Perhaps the seminal moment of his young career so far was his victory over a star-studded field at the 2015 Toyota Angler of the Year Championship on Sturgeon Bay in which he used a Megabass Vision Oneten to find the fish and a 3-inch Spark Shad on a ¼ ounce jighead to catch most of them during the tournament.
“The key to finesse swimbaiting is the keel shaped body,” he said of the Spark Shad. “When I kill it, it falls uniformly and I get a lot of fish on the fall. Other swimbaits roll or twist and that doesn’t work nearly as well.”
Indeed, having been raised in the swimbait Mecca of Northern California, Zaldain has strong opinions on what makes a swimbait excel, whether it be a finesse model or one of the oversized versions he’s been fishing since high school. He’s been a leader in adapting the big swimbaits to tournament situations, and the Megabass Magdraft played a key role in two of his strong finishes in 2016, at back-to-back events on Norfork/Bull Shoals and Wheeler.
His other favorite “secret” Megabass product is the Vision Oneten Magnum. Unlike most anglers, who only fish jerkbaits in the prespawn period, Zaldain typically throws the Magnum six months out of the year, if not more. It was his primary tool this year at the St. Johns River and Winyah Bay, around both grass and hard cover. “With that large profile, it triggers bigger reaction bites,” he said. “It’s also great around the shad spawn. Sometimes it’s the only rod on my deck.”
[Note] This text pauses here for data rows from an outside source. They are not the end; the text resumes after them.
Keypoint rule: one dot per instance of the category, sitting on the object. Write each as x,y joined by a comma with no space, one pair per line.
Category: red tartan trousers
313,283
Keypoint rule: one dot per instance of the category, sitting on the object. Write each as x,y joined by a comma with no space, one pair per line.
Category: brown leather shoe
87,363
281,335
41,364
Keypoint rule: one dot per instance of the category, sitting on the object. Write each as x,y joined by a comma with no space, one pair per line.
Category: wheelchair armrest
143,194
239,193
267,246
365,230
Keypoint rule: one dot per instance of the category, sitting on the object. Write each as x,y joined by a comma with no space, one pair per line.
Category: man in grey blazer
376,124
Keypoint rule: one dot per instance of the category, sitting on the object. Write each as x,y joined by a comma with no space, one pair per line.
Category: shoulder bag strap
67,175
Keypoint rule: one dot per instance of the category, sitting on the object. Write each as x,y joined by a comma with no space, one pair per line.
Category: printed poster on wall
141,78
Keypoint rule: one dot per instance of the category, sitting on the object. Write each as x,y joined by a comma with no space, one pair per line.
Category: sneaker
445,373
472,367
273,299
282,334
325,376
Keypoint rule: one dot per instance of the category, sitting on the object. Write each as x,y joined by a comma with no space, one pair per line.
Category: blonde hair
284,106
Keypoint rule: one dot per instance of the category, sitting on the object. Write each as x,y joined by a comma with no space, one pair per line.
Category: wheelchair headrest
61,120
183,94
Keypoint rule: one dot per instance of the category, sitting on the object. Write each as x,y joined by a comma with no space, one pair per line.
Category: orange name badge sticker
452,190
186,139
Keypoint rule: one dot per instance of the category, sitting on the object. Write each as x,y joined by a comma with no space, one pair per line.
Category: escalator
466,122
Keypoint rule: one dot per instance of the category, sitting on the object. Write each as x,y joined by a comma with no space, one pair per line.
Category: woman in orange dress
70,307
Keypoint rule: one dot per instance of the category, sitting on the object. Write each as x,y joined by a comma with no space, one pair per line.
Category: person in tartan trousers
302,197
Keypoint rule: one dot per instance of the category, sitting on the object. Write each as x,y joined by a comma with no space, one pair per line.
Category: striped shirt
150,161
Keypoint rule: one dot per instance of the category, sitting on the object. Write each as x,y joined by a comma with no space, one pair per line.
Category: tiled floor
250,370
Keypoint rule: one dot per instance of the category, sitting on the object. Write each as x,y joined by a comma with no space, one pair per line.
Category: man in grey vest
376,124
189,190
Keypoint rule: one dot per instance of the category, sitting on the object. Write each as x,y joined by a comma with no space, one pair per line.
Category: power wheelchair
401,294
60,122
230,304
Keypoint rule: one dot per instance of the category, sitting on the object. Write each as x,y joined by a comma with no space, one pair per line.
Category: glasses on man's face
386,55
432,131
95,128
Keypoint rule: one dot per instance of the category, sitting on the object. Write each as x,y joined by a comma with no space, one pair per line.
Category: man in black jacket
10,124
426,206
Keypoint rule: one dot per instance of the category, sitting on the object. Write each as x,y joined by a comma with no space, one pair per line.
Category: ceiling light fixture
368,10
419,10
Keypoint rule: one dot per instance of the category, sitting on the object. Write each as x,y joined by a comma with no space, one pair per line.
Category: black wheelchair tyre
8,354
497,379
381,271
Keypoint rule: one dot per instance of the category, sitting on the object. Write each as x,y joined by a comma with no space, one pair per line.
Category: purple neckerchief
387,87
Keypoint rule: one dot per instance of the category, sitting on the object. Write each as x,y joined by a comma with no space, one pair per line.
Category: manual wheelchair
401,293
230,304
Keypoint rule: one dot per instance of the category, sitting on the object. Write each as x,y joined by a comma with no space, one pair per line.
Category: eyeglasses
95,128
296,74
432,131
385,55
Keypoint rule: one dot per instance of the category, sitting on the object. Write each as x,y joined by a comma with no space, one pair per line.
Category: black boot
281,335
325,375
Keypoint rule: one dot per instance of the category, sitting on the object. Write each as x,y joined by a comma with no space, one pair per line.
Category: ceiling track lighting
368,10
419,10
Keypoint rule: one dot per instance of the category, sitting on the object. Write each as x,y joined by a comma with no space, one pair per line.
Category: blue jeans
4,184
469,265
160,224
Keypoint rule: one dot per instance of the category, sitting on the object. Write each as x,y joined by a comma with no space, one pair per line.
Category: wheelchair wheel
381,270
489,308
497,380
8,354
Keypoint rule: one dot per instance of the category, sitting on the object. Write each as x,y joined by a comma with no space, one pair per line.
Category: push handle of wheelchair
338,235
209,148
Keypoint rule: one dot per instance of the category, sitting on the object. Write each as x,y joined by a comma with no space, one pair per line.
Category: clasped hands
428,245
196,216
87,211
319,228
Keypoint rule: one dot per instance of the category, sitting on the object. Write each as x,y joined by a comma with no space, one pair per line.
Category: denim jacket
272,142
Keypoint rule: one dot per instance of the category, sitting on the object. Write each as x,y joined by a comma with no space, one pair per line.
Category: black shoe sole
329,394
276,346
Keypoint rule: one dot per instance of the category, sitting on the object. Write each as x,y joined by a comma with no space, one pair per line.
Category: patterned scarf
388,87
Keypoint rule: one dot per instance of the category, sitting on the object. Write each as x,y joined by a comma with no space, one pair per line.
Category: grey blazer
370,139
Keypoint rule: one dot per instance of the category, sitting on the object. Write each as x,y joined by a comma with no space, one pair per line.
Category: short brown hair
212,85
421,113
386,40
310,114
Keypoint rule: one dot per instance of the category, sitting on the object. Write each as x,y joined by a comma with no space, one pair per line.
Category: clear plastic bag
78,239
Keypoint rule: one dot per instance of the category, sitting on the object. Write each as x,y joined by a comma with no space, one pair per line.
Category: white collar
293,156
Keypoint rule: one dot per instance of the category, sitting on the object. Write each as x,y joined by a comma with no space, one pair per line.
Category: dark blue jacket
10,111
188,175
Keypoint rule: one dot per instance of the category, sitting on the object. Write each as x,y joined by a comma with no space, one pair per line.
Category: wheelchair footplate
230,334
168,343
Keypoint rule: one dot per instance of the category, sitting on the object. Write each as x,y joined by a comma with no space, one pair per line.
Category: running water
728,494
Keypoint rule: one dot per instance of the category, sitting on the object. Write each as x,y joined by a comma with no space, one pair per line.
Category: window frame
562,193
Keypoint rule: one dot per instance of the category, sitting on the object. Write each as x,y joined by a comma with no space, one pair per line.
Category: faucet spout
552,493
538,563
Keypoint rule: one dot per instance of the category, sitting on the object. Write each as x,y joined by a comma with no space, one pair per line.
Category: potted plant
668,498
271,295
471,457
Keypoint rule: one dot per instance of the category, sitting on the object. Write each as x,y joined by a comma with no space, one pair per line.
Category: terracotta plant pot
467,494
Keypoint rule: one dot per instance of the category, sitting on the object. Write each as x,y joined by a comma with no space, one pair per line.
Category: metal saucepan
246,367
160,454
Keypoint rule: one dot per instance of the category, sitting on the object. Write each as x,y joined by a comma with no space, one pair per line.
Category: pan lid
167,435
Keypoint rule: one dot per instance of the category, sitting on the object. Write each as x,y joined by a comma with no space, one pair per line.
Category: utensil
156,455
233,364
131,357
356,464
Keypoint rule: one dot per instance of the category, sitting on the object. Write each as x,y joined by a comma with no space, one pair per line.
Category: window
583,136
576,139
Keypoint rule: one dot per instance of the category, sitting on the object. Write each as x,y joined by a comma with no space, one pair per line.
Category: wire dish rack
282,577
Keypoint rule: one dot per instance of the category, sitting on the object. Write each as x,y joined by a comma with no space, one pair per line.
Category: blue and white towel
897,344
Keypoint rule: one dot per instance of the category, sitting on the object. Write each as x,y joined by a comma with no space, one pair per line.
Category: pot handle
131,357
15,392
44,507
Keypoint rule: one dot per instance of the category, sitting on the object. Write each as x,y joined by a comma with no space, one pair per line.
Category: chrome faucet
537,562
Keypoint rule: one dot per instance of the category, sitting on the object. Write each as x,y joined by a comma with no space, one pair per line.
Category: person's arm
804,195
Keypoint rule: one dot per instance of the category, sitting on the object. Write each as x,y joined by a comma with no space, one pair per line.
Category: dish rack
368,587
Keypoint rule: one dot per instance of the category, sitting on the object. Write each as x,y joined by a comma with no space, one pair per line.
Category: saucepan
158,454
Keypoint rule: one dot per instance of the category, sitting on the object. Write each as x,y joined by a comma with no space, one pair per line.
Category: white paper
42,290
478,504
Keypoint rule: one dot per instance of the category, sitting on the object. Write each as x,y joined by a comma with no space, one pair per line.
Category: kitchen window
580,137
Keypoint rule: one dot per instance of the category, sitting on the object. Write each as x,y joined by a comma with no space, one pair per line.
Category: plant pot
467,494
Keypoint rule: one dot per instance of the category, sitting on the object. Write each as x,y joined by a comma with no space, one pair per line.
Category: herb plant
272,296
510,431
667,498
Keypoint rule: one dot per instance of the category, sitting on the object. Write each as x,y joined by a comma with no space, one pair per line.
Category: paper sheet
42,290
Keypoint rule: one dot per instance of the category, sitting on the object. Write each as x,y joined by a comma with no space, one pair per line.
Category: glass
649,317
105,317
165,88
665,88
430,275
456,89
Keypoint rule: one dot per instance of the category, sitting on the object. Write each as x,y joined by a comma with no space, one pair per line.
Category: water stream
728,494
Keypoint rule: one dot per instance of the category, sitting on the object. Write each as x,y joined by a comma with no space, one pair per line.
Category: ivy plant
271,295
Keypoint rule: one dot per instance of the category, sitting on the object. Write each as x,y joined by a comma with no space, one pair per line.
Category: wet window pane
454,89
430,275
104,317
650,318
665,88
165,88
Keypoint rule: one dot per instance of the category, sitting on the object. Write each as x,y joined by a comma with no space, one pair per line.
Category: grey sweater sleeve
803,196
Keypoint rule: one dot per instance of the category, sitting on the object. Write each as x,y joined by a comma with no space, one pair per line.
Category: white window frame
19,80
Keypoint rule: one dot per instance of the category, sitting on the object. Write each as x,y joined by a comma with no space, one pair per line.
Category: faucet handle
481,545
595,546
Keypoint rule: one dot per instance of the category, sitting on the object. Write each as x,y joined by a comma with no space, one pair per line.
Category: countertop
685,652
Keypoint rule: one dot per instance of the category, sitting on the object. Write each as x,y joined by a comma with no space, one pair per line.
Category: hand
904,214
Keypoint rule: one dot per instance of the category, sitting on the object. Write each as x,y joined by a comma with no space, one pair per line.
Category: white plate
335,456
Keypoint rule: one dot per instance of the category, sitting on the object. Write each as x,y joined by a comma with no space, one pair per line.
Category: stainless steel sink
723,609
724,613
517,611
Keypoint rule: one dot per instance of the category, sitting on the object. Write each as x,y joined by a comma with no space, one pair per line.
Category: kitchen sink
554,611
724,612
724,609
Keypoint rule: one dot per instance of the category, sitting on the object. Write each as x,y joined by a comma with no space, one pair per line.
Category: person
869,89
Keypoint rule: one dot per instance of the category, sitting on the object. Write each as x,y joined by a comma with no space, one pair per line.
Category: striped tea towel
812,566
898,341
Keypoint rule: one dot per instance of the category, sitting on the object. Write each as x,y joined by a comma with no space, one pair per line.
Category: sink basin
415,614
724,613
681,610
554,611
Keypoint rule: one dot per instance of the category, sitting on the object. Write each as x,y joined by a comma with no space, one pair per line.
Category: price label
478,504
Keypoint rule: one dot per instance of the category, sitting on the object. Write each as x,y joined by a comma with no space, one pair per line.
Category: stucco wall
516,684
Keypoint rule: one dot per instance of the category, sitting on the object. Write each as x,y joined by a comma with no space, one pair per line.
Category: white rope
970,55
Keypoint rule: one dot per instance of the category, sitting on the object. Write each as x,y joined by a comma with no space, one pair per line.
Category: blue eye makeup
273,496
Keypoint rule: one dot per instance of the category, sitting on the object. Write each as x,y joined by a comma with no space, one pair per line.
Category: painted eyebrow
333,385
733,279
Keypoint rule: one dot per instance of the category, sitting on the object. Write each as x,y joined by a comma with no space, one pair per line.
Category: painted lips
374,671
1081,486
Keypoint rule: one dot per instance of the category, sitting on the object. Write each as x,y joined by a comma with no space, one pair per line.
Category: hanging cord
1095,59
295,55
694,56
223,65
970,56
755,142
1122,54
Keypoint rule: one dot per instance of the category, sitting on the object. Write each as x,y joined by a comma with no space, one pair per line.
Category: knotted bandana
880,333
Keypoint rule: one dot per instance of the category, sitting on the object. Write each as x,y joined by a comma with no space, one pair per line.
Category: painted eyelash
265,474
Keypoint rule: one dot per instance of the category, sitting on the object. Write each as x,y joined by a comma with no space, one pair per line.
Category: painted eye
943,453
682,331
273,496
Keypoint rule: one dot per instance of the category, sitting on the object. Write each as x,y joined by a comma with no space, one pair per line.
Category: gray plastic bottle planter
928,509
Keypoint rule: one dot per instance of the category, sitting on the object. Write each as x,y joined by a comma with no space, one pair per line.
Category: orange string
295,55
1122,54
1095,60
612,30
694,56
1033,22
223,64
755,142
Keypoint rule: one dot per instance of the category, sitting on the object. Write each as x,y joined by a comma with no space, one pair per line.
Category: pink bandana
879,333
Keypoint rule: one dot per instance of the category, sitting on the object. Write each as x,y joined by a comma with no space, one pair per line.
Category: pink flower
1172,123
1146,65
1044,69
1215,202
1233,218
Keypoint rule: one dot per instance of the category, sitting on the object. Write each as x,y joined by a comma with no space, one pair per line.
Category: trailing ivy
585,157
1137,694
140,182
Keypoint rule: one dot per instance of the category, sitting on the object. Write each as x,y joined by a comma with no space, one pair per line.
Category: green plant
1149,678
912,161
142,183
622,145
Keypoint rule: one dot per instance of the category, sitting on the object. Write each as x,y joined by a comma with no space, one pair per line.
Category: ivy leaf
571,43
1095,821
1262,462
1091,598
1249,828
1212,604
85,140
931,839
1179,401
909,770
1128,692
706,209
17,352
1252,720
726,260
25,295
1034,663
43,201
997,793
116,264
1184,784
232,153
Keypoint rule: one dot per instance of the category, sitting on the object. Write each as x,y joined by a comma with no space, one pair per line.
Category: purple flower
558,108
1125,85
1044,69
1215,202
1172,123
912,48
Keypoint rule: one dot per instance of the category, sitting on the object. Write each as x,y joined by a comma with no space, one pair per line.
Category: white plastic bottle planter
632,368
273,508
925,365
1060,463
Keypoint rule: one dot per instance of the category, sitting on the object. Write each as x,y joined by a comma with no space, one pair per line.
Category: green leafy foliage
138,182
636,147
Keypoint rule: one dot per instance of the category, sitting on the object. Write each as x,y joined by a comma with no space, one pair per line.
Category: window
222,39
As a young pro with a rapidly growing list of accomplishments, Zaldain takes particular pride in his participation in the Megabass “Support to Win” (STW) program, in which the company’s US pros work with Japanese designers and engineers to perfect lure design and performance.
“It’s so much fun working with them,” he said. “You don’t see that in any other company. The support that Megabass shows me, with the array of different baits and rods, enables me to keep cashing checks and making cuts.”